I went to the University of Maryland and lived in College Park for four years, but never set foot in the Thirsty Turtle until a week before my graduation. As I wrote in my then-weekly column for the Diamondback, I was put off by the atmosphere, the music, and the obviously underage crowd.

But I can’t blame the Thirsty Turtle’s owners for turning a blind eye to underage drinking. After all, they can’t stay in business without getting bodies on the dance floor, and the majority of the people living within walking distance of the bar are under 21. Housing in College Park has been increasingly difficult to find as more and more students choose to live close to school, yet the City of College Park continues to fight new proposed student housing developments tooth and nail. In many ways, they’re the reason why downtown College Park is so gross.

The University no longer guarantees on-campus housing to upperclassmen, meaning that many have to live off campus. The most logical place for students to look would be in downtown and Old Town College Park, the only neighborhoods within walking distance of school. Rentals make up more than three-fourths of all housing in Old Town, according to University of Maryland Off-Campus Housing Services and research by Rethink College Park. Landlords say that there are far fewer vacancies in Old Town than in “further out” areas.

Girl on Knox Road, 2006

Housing in and around downtown College Park is both limited and of low-quality. Photo by the author.

As a junior, I was lucky enough to find an new, clean apartment on Knox Road, maybe a thousand feet from Thirsty Turtle and the rest of downtown College Park. But many of my friends ended up in one of the few new student apartment complexes in the city, which are able to charge astronomical rents because of limited supply and the notion that all college students need granite countertops and tanning beds. Those who didn’t want or couldn’t afford to live there landed in single-family homes situated well away from campus, in neighborhoods like North College Park or outside the city, in University Park, Hyattsville or Berwyn Heights.

Of course, many students move to these areas by choice. Student housing in downtown College Park is often run-down and unsafe. Because of their proximity to the bars and fraternities and sororities, many of these houses host loud parties on the weekends.
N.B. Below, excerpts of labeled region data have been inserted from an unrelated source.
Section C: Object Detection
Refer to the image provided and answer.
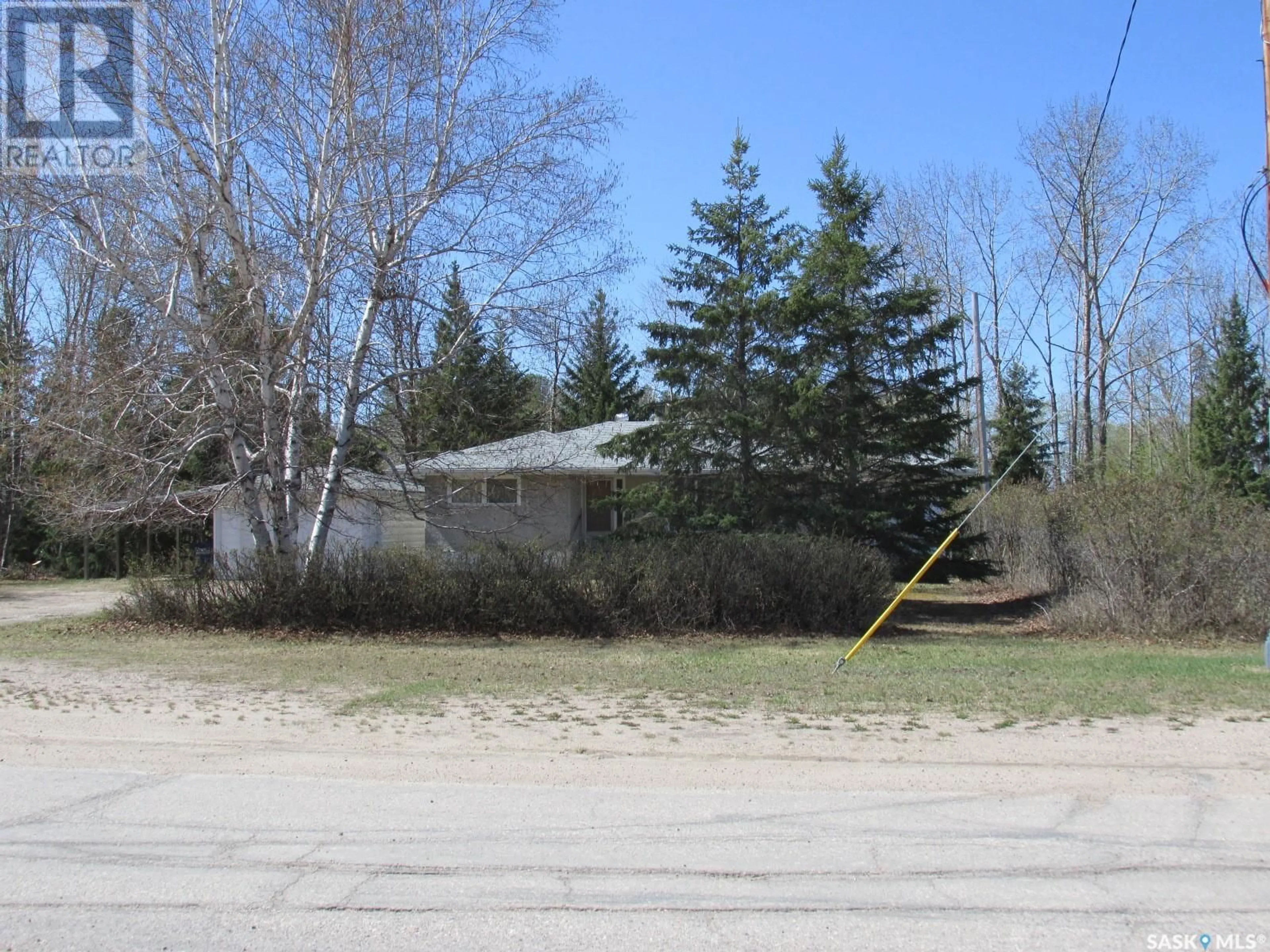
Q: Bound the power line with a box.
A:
[1029,0,1138,333]
[1240,171,1270,288]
If you’re not into that scene, you have to look elsewhere. The student population is not a monolith, but the available housing in downtown or Old Town College Park only attracts certain kinds of students, and the amenities that locate there reflect that.

College Park’s city leaders cater to the whims of permanent residents at the expense of its transient, but larger, student population and their needs.

Rethink College Park has made a strong case for why more student housing is needed in Old Town and how wrong local leaders are in opposing it. For years, the city of College Park has been trying to draw business to downtown with a proposed boutique hotel and a parking garage that usually sits empty.

If we actually want a nice downtown where bars don’t have to accept underage patrons and stores don’t close after a few months, we need more students living there. Build for everyone, and everyone will come, not just the kids who’ll take a rat-trap apartment because it’s within stumbling distance of a bar.

Thirsty Turtle’s practices may be wrong, but they’re as much the result of lax oversight as they are of a college town that insists that students don’t have a place there. College Park’s leaders should recognize that and find an approach to redevelopment that includes the kids who gave the town its name.